Essa linha de pesquisa não surge de forma isolada. Ela representa o objetivo central da World Cancer Foundation, uma entidade pública americana dedicada ao desenvolvimento de uma vacina terapêutica contra o câncer. A instituição é presidida pelo próprio Prof. Dr. José Emílio Fehr Pereira Lopes, ex-pós-doutor pela Harvard Medical School, no Dana-Farber Cancer Institute, cuja trajetória científica sustenta a profundidade e a seriedade desta proposta inovadora.

No centro dessa estratégia estão as células dendríticas, verdadeiras comandantes das defesas do corpo. São elas que organizam, orientam e instruem os linfócitos, os combatentes que executam o ataque. Retiradas de indivíduos saudáveis, essas células passam por um processo de treinamento em laboratório, onde recebem informações precisas sobre o tumor. Ao retornarem ao organismo, carregam consigo uma missão clara: guiar o sistema imune para reconhecer e destruir as células malignas com precisão.

Esse caminho se apoia no trabalho pioneiro do Prof.
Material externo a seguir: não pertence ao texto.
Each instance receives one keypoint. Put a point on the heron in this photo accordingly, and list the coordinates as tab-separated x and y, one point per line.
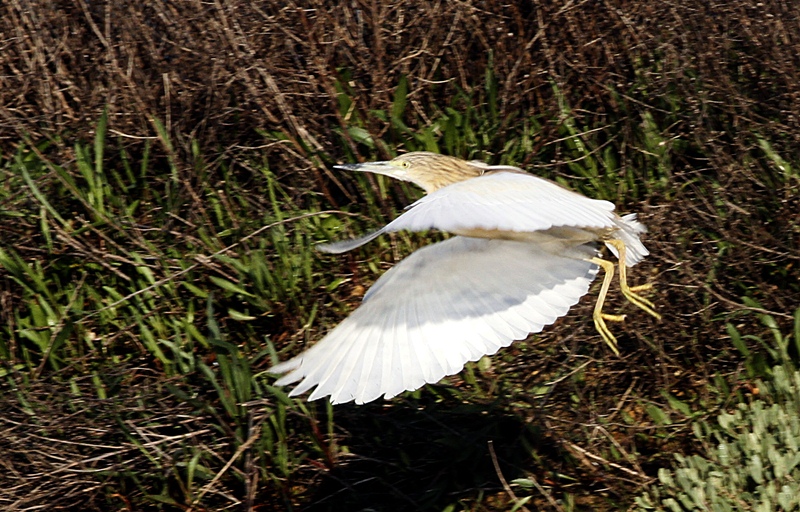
525	251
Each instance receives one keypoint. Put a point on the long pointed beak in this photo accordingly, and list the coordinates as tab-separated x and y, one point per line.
365	167
383	167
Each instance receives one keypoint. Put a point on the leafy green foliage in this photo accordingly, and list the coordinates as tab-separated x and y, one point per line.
751	459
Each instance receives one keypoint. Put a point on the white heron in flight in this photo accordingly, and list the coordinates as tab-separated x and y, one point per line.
525	252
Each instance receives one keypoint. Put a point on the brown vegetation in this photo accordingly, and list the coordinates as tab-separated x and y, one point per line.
720	82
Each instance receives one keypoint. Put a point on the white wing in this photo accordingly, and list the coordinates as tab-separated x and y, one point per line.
504	201
446	304
516	202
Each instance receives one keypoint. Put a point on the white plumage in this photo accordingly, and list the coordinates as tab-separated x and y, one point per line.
446	304
526	254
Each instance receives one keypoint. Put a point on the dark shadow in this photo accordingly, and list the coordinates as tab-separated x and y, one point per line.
423	455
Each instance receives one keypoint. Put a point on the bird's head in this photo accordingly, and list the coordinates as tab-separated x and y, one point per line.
429	171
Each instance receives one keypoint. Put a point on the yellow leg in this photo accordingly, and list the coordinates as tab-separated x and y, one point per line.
600	317
627	291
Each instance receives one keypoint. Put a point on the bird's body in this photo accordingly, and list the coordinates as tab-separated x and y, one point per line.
524	254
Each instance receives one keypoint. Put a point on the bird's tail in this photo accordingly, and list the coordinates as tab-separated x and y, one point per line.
628	231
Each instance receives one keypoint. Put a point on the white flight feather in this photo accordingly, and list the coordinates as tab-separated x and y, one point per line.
444	305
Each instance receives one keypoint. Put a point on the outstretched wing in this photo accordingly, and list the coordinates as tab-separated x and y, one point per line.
499	200
446	304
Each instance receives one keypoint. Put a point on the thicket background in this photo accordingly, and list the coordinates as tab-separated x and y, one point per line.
161	166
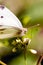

Dr. José Alexandre Barbuto, cuja contribuição estabeleceu as bases dessa abordagem. Ao longo das pesquisas, um obstáculo crítico tornou-se evidente: o tumor não permanece estático. Ele se adapta, se transforma, altera sua aparência e, com isso, escapa das respostas imunológicas previamente treinadas para combatê-lo.

Essa capacidade de adaptação ocorre por meio de mecanismos internos sofisticados de comunicação celular. Ao perceber que está sendo atacada, a célula tumoral modifica suas “portas de entrada”, estruturas que antes permitiam sua identificação. O que era visível torna-se oculto. O que era alvo passa a se disfarçar.

Diante desse desafio, a equipe avançou para uma estratégia mais profunda: passou a utilizar o mRNA tumoral como fonte de instrução. O mRNA funciona como uma verdadeira receita biológica, contendo as informações fundamentais que orientam o funcionamento da célula cancerígena. Diferente das características externas, essas instruções internas sofrem menos variações, permitindo que a resposta imunológica se mantenha eficaz por mais tempo.

A inovação mais recente surge com a colaboração do assistente de medicina Arthur Cesar Azevedo Menezes. Foi incorporada à estratégia uma molécula complementar, descrita como um “bio nanorrobô”, desenvolvida com auxílio de inteligência artificial e ajustada às características de cada paciente. Essa estrutura atua dentro das células tumorais, interrompendo os sinais que permitem sua adaptação e, ao mesmo tempo, promovendo estímulos contínuos ao sistema imunológico, reforçando de forma persistente a resposta antitumoral.

O resultado é uma abordagem integrada, precisa e dinâmica. De um lado, a vacina baseada em células dendríticas carregadas com mRNA tumoral educa o sistema imunológico. De outro, a molécula complementar limita a plasticidade do tumor e fortalece continuamente a resposta do organismo. Não se trata apenas de atacar — trata-se de impedir a fuga e sustentar o combate ao longo do tempo.

Essa estratégia atua em duas frentes complementares. Enquanto a vacina ensina o organismo a reconhecer as células malignas por suas instruções internas — e não mais por estruturas externas, a molécula funciona como um impulso constante, fortalecendo o sistema imunológico como um verdadeiro exército em evolução. Dessa forma, o tumor não apenas é combatido, mas também perde sua capacidade de se esconder.

Mais do que uma abordagem terapêutica, essa proposta redefine o papel do próprio organismo no tratamento do câncer. Em vez de depender exclusivamente de intervenções externas, o corpo passa a ser treinado para identificar, atacar e manter vigilância contínua sobre a doença.

A mensagem que emerge é clara e profundamente inspiradora: o futuro do tratamento oncológico está em capacitar o próprio organismo. Ao impedir que o câncer se disfarce e ao sustentar uma resposta imunológica ativa e duradoura, abre-se caminho para terapias mais eficazes, mais humanas e alinhadas com a complexidade da biologia de cada paciente.